Maka dari itu, Rafa tidak memiliki semangat hidup dan terkesan malas menjalani hari-harinya. Dia bahkan menunggu momentum ini, hari dimana dia mati, bukan karena ia di kabarkan bunuh diri melainkan terjebak kecelakaan hebat yang membuat dirinya mati.

Bibir itu terangkat membentuk sebuah senyuman yang amat tulus, senyuman pertama yang ia tunjukkan dari pertama kali dia mengenal kejamnya dunia.

Bus semakin mendekat dan menghempas tubuh itu, Rafa merasa dirinya melayang dan terhempas begitu saja. Seluruh tubuhnya sakit, kepalanya terasa berdengung. Samar-samar dia mendengar orang-orang yang berteriak histeris karena kejadian di depan mereka.
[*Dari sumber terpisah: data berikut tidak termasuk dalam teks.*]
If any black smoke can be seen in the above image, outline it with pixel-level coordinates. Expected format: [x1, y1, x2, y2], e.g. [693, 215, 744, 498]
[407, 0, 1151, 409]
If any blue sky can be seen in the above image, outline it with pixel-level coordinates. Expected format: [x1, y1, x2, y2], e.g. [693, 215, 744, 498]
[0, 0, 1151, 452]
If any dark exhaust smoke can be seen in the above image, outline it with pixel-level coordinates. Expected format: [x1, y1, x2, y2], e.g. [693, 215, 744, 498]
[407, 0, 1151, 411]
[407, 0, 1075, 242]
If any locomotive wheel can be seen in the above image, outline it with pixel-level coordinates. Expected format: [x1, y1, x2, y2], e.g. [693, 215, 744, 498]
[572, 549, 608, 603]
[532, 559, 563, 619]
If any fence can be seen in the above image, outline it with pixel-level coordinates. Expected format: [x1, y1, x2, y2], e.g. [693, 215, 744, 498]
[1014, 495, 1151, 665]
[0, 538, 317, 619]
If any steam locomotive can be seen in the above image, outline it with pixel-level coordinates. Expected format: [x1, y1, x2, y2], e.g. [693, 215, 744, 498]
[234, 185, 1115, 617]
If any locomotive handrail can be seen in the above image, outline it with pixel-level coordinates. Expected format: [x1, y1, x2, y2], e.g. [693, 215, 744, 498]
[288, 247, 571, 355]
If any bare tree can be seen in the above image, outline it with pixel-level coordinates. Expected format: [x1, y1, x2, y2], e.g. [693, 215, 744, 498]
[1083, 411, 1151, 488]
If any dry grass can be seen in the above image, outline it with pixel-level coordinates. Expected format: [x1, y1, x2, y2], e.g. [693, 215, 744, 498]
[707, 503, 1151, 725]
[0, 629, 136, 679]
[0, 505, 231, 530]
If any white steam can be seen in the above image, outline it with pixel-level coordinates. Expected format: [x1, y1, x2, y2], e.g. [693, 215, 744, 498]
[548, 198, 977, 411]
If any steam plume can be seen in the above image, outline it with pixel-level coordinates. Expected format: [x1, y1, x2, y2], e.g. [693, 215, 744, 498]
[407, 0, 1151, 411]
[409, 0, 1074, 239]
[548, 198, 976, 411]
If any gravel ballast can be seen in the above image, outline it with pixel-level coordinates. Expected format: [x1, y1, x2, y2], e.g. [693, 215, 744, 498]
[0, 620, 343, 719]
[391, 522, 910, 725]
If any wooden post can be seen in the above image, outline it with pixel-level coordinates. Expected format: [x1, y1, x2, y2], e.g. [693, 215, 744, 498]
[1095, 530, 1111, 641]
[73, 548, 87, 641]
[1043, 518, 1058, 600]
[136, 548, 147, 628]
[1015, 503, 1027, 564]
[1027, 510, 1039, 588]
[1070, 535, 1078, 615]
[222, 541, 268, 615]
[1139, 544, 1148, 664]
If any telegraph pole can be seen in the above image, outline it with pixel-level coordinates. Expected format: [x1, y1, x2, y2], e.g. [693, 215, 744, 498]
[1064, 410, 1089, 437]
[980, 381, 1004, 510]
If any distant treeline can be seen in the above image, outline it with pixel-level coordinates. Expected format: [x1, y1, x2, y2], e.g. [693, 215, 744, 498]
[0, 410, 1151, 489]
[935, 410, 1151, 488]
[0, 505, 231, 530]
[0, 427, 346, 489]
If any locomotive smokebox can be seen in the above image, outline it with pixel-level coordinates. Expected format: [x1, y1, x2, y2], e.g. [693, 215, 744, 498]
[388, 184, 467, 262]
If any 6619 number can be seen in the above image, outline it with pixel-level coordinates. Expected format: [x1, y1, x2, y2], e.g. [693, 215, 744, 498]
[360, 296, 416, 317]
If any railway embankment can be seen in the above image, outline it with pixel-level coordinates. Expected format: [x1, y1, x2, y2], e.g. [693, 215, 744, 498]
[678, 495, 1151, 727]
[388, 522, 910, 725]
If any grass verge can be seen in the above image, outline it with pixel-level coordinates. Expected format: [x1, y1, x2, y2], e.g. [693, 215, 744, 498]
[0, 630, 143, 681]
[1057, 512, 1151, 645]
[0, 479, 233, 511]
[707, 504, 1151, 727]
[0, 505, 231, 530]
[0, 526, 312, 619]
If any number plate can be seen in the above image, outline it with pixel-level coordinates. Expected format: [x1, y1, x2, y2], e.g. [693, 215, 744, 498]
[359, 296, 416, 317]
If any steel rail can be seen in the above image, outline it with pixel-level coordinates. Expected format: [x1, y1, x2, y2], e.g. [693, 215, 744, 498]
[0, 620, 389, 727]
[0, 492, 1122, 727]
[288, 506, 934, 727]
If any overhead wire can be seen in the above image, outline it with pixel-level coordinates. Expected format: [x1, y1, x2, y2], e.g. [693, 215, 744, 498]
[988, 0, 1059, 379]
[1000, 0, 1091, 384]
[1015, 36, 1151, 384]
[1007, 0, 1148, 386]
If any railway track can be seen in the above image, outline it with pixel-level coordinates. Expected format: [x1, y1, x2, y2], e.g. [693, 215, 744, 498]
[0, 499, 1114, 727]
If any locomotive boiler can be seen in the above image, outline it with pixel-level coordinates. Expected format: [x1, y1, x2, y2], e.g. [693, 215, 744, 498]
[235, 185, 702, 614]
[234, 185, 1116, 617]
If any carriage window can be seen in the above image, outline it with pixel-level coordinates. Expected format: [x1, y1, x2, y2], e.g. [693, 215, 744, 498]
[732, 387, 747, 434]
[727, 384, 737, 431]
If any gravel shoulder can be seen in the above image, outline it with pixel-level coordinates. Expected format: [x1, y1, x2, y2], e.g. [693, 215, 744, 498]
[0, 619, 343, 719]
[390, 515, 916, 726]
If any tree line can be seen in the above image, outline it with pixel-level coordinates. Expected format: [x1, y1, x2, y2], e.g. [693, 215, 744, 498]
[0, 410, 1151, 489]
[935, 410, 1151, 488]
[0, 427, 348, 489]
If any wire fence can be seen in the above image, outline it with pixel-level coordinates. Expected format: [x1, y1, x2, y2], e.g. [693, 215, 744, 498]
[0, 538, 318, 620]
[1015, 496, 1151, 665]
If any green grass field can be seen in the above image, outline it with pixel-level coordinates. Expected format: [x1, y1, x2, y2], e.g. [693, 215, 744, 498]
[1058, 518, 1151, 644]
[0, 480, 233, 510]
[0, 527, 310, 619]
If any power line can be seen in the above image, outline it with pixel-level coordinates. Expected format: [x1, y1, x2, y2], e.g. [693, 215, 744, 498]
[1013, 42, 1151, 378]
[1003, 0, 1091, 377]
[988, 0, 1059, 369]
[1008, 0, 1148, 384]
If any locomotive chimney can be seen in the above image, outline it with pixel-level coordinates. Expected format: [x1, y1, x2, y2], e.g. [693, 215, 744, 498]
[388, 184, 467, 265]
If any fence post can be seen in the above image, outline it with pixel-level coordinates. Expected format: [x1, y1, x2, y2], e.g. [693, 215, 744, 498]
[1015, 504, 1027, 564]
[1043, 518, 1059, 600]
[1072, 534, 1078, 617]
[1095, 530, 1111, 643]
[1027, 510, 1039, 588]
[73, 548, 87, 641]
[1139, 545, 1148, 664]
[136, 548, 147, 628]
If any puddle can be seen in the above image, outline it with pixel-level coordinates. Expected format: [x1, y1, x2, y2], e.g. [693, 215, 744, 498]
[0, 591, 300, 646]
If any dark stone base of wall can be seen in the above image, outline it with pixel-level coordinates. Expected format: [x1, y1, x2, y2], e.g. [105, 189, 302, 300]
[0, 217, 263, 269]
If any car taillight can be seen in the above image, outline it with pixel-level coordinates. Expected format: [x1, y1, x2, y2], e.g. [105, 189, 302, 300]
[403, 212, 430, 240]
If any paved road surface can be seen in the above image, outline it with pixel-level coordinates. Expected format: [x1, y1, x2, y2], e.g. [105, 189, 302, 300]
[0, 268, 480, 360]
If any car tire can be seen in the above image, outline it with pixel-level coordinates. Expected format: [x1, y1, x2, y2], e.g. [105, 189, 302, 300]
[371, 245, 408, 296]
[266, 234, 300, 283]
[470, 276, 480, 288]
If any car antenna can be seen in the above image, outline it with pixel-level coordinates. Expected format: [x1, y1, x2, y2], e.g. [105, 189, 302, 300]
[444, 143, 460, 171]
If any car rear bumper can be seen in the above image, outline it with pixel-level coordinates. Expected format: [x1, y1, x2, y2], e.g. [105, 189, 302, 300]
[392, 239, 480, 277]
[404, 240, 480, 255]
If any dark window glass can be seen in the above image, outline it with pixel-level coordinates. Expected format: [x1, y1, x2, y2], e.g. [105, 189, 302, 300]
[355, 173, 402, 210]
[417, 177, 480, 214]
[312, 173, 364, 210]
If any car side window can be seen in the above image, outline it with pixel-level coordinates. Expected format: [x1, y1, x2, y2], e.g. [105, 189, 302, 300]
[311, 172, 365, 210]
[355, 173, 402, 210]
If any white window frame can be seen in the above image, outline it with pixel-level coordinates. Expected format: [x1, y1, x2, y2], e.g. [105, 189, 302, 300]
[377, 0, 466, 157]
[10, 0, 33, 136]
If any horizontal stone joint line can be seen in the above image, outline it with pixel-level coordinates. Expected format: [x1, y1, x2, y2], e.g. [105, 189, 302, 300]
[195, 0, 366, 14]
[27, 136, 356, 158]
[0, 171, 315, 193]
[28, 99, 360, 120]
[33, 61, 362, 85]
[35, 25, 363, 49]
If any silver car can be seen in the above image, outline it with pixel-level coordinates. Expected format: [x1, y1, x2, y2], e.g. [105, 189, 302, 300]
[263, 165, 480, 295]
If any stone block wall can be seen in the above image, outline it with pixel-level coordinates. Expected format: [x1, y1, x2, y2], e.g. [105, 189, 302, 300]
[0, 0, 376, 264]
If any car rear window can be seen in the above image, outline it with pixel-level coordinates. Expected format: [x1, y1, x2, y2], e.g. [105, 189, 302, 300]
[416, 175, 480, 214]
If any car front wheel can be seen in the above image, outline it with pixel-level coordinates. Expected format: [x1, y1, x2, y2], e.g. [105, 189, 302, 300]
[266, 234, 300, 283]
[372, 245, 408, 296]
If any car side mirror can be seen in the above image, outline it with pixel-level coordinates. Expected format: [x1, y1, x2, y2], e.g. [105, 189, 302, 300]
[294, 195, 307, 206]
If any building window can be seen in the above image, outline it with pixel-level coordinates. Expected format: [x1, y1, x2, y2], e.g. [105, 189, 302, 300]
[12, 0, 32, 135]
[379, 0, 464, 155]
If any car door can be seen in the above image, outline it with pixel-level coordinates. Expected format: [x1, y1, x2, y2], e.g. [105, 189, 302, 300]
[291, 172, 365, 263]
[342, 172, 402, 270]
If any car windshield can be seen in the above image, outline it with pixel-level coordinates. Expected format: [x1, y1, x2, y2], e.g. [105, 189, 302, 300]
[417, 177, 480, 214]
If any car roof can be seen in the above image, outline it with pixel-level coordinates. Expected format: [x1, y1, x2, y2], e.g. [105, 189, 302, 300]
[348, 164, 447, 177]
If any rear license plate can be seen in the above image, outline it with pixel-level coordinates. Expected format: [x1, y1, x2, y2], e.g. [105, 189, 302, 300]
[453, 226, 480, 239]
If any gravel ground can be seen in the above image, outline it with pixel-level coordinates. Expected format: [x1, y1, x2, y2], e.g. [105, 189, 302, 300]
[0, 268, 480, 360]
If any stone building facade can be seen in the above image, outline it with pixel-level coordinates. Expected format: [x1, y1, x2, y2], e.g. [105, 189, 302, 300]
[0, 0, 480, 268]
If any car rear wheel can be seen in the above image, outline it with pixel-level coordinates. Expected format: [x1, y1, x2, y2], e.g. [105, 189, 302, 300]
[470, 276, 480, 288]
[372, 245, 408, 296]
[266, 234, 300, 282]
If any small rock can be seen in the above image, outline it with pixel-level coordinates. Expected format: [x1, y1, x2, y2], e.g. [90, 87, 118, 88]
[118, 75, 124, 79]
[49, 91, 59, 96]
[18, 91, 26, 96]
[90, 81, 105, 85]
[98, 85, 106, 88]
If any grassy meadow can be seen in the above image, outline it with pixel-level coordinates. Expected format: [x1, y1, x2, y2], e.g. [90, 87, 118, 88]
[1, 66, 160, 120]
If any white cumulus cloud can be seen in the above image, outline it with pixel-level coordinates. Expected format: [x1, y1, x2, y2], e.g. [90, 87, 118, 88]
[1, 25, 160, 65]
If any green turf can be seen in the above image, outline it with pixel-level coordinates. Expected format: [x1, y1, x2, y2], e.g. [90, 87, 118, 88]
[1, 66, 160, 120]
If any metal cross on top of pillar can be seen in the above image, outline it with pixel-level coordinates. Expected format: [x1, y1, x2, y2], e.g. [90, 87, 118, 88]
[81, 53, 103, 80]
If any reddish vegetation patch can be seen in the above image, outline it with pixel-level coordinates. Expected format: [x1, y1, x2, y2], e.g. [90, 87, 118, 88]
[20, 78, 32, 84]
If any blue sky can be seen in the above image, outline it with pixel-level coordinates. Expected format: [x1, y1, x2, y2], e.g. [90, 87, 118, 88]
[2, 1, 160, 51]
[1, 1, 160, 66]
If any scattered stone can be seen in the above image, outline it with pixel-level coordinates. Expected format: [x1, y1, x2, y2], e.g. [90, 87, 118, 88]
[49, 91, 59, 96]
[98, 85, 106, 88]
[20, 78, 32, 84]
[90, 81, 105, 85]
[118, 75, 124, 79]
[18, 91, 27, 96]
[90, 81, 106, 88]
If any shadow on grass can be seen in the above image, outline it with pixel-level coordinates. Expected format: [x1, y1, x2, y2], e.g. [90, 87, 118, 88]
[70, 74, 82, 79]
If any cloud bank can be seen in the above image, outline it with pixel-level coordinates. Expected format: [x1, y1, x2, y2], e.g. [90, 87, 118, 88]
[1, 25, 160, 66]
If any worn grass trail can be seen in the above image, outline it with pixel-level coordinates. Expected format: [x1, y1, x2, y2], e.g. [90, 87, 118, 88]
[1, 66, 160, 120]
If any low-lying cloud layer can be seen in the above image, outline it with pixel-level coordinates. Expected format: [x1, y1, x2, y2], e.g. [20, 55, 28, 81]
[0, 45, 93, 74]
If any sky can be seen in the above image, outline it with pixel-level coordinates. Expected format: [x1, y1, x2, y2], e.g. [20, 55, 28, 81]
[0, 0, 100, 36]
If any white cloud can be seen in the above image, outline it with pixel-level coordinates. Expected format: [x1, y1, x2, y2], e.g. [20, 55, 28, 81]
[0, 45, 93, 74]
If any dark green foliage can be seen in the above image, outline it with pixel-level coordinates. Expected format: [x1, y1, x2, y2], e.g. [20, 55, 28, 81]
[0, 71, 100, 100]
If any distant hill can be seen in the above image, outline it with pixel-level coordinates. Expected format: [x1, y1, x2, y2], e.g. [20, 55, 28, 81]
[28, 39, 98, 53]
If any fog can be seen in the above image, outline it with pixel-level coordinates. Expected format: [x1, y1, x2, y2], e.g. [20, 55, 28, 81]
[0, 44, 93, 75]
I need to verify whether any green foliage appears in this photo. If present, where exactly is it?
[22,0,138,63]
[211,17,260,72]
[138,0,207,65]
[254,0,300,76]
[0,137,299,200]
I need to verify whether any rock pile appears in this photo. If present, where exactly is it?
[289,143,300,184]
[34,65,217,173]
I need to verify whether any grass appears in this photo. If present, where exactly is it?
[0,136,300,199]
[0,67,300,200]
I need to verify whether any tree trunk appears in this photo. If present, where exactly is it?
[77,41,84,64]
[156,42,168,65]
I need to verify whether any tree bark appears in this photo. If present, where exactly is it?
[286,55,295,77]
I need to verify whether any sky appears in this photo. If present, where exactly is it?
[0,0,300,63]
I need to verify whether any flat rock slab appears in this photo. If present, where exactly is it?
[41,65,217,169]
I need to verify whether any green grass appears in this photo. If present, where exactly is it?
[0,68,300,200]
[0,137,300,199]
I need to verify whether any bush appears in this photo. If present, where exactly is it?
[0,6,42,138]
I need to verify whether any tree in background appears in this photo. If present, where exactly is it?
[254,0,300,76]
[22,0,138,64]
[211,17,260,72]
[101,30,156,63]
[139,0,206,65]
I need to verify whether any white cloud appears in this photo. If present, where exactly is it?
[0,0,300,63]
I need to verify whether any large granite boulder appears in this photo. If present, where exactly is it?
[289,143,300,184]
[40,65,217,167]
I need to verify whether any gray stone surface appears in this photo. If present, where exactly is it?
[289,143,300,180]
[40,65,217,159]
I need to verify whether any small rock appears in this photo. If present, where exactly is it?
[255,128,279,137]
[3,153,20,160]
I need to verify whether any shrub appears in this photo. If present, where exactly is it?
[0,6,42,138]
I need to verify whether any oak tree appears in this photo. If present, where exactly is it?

Rafa mengikuti instingnya, insting untuk segera menutup mata.




Euhmmmm

Seorang pemuda mungil menggeliat tak nyaman di kasurnya. Sinar matahari yang melewati gorden kamar membuat sang empu mengernyit dan membuka matanya.

Terlihatlah pupil coklat bening dari pemuda tersebut. Bukannya bangun, sang pemuda malah mengeratkan pelukannya pada guling yang berada di dekatnya, ia menarik selimut untuk menghindari cahaya matahari yang menganggunya dan melanjutkan tidurnya.

Sampai seseorang membuka pintu dan masuk ke kamarnya. Seorang wanita tua yang di yakini maid itu menggeleng pelan melihat tuan mudanya masih bergelung di tempat tidur.

Dia membangunkan sang tuan dengan pelan, "Tuan muda, mari bangun. Sudah saatnya anda sarapan dan pergi ke sekolah,"ujar sang maid.

Tidak ada sahutan dari tuan mudanya. Marie, maid tersebut menepuk pelan buntalan itu.

"Tuan muda Kenzie..."

Sedikit gangguan itu berhasil membuat 'Rafa' bocah yang berada di tubuh pemuda yang di sebut Kenzie itu membuka sedikit selimut empuknya.

"Uhm?" Rafa merasa asing pada wanita tua yang membangunkannya.

Marie tersenyum lembut, dia membuka selimut tersebut dan menjauhkan guling yang berada di dekat Rafa. Lalu dia membantu tuan kecilnya duduk.

Rafa menguap yang langsung di tutup oleh Marie. "Mari, saya akan membersihkan tuan muda." Marie mengangkat tubuh yang jauh lebih kecil darinya itu ke kamar mandi.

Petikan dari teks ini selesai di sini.